Crews begin removing petroleum from sunken 1940s tug

(SAN FRANCISCO) — Contractors under the direction of a unified command will begin petroleum removal efforts on the tugboat Mazapeta today.

Mazapeta, a 1940s-era military tugboat, sank Sept. 4, 2023, in Little Potato Slough in the San Joaquin Delta northwest of Stockton, Calif. Approximately 1,600 gallons of diesel and engine oil were reported on board at the time of the incident.

To date, approximately 593 gallons of petroleum product have been recovered from inside the containment boom area, which surrounds the sunken tug. Rubberized boom was also deployed to improve containment and recovery efforts.

The unified command consists of representatives from the U.S. Coast Guard, California Department of Fish and Wildlife’s Office of Spill Prevention and Response, and the San Joaquin County Sheriff’s Office.

USS Mazapeta, a Woban-class Navy tug, entered service in 1943. photo

In consultation with the Coast Guard’s salvage engineering response team and industry experts, the unified command approved plans to begin petroleum removal pending specialized equipment availability and favorable weather conditions.

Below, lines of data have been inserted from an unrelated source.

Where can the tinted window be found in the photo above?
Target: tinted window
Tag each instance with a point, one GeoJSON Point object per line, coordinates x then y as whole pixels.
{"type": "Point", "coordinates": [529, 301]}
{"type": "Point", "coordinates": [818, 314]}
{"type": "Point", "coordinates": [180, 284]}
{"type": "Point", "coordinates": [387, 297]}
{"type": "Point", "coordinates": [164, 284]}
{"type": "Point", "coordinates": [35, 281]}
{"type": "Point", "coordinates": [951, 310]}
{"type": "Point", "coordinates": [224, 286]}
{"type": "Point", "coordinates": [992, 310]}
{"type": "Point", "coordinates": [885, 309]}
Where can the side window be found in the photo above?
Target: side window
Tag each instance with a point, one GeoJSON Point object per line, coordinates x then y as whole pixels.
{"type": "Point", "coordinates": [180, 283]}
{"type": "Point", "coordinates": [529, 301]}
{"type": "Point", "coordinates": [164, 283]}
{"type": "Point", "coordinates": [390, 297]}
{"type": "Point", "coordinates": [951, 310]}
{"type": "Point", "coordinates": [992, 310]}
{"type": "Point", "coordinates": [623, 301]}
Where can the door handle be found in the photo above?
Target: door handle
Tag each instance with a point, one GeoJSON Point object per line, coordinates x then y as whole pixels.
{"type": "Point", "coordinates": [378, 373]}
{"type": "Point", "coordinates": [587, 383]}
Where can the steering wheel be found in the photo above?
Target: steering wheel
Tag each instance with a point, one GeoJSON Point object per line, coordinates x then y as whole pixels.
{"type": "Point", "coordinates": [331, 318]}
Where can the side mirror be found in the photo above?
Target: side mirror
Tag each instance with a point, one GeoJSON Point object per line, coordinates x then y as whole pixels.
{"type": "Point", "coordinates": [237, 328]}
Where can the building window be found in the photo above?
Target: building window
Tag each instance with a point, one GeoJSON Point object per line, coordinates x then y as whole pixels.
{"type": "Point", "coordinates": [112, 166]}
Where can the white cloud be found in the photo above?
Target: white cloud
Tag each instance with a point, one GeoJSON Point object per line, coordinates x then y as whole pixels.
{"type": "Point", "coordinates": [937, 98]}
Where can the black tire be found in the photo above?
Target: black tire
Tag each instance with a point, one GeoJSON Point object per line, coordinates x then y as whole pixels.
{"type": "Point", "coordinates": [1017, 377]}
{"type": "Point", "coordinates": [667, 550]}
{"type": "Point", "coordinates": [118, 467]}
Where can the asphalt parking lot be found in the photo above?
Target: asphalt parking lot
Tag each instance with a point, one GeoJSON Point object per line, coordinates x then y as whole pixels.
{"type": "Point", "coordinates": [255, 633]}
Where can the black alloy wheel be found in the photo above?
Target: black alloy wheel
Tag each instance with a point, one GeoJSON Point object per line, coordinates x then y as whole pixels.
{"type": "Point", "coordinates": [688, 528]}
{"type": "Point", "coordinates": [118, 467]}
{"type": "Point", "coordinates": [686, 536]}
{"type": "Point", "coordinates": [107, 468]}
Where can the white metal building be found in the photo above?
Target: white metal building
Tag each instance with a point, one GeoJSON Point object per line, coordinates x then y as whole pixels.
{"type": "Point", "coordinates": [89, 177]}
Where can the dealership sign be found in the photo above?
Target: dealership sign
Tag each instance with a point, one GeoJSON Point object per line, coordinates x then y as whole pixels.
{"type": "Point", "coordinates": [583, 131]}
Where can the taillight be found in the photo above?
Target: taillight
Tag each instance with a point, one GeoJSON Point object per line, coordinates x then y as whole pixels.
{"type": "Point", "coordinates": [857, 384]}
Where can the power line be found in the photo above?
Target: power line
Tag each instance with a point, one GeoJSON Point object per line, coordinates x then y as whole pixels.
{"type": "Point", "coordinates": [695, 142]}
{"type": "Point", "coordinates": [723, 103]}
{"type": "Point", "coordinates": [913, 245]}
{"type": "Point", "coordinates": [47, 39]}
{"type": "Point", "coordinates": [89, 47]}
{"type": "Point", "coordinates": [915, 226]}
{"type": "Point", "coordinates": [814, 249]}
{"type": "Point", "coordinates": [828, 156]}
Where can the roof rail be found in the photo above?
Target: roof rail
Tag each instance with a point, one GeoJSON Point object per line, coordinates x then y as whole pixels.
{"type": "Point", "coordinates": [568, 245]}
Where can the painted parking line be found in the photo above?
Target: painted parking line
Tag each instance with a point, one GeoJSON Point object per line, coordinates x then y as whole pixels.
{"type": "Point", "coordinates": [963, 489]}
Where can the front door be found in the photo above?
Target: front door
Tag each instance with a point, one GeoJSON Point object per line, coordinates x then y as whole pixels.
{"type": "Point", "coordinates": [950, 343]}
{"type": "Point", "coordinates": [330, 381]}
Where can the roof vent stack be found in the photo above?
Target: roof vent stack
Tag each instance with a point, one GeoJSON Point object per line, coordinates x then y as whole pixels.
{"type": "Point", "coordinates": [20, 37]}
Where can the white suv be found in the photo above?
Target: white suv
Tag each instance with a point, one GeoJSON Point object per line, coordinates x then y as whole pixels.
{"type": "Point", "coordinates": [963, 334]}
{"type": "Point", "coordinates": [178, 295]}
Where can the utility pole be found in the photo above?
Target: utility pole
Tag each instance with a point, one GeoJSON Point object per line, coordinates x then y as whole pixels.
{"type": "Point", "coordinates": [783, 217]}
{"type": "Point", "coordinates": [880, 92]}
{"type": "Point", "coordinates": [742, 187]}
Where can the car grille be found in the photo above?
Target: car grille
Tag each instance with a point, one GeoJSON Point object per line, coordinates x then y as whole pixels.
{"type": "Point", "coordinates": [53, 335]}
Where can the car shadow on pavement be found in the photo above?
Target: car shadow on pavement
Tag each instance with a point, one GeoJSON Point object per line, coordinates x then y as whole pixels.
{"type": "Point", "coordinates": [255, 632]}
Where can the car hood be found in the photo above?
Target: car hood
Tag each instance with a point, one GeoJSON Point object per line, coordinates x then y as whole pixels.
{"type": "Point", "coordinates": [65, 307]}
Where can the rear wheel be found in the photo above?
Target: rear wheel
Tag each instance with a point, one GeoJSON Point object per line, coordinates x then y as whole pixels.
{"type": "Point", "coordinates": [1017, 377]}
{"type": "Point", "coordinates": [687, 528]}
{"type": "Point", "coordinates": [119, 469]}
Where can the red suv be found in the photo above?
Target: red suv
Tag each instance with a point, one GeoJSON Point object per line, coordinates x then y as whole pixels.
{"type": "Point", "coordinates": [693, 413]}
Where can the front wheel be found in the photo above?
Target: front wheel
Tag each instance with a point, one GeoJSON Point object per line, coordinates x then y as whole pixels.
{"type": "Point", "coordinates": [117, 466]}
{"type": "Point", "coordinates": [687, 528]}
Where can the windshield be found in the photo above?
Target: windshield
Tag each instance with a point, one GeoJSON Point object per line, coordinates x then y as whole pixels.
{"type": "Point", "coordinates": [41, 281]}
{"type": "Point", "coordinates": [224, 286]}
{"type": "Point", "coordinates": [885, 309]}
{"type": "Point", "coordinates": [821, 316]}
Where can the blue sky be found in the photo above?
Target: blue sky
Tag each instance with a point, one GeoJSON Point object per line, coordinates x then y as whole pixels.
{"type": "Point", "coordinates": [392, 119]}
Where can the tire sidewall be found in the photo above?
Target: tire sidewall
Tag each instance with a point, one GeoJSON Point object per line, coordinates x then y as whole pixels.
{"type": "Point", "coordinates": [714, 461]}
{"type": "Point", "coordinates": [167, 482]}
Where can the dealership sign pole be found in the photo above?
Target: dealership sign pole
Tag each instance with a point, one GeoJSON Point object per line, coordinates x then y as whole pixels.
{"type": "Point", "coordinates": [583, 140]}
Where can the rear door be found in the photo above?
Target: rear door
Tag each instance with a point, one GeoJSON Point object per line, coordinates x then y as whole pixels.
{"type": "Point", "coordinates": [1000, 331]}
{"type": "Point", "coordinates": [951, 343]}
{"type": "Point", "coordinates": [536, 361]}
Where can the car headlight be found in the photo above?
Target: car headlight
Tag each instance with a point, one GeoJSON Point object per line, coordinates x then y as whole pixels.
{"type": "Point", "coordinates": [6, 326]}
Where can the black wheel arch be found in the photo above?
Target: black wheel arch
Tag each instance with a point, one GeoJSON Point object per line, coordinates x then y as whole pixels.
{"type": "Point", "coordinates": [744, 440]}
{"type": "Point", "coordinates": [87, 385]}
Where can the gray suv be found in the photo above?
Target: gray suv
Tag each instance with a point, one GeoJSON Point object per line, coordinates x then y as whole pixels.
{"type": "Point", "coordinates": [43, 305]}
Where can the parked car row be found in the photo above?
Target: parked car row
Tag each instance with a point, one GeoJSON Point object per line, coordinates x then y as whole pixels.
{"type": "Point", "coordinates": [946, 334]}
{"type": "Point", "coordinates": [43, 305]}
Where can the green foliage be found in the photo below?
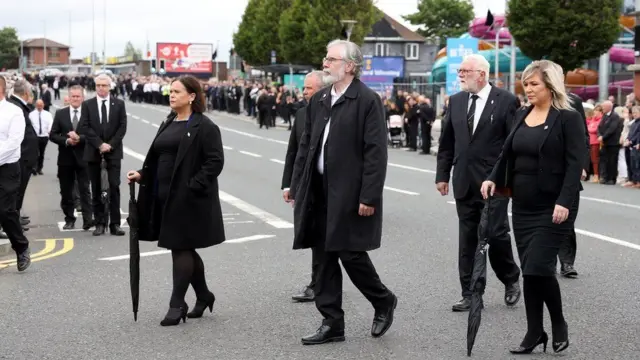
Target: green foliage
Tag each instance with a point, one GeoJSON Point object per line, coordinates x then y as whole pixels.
{"type": "Point", "coordinates": [442, 18]}
{"type": "Point", "coordinates": [243, 38]}
{"type": "Point", "coordinates": [323, 24]}
{"type": "Point", "coordinates": [9, 47]}
{"type": "Point", "coordinates": [564, 31]}
{"type": "Point", "coordinates": [291, 32]}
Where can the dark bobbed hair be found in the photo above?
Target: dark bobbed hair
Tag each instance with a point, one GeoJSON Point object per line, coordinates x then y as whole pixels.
{"type": "Point", "coordinates": [193, 87]}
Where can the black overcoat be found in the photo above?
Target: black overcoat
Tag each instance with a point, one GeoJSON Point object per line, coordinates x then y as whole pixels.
{"type": "Point", "coordinates": [192, 216]}
{"type": "Point", "coordinates": [355, 168]}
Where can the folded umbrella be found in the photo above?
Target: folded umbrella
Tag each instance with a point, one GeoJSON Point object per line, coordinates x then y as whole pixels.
{"type": "Point", "coordinates": [478, 278]}
{"type": "Point", "coordinates": [134, 250]}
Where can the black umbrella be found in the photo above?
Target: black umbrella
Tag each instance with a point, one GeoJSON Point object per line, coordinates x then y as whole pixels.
{"type": "Point", "coordinates": [104, 189]}
{"type": "Point", "coordinates": [478, 278]}
{"type": "Point", "coordinates": [134, 250]}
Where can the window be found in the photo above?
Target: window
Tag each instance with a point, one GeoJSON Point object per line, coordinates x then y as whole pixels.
{"type": "Point", "coordinates": [411, 51]}
{"type": "Point", "coordinates": [382, 49]}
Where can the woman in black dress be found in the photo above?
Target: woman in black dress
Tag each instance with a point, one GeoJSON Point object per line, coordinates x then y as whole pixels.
{"type": "Point", "coordinates": [540, 166]}
{"type": "Point", "coordinates": [178, 203]}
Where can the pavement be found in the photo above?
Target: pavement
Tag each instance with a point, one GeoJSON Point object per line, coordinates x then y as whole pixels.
{"type": "Point", "coordinates": [76, 305]}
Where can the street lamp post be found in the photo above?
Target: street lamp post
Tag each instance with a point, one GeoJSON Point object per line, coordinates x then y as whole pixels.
{"type": "Point", "coordinates": [349, 24]}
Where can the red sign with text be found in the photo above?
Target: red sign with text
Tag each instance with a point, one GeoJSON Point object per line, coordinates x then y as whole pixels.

Crews will work to seal, right, dewater and remove any petroleum products from the vessel.

Dewatering operations may occur at night to coincide with appropriate tidal windows. The plan also includes contingencies in the event primary efforts are unsuccessful.

Empire Tract Road will be closed at Eight Mile Road and a water safety zone will be enforced within the operational area that will attempt to accommodate recreational vessel transit, but vessels are encouraged to avoid the area if possible. The unified command is also coordinating meetings with local and state agencies to discuss opportunities for vessel salvage after the pollution threat has been removed.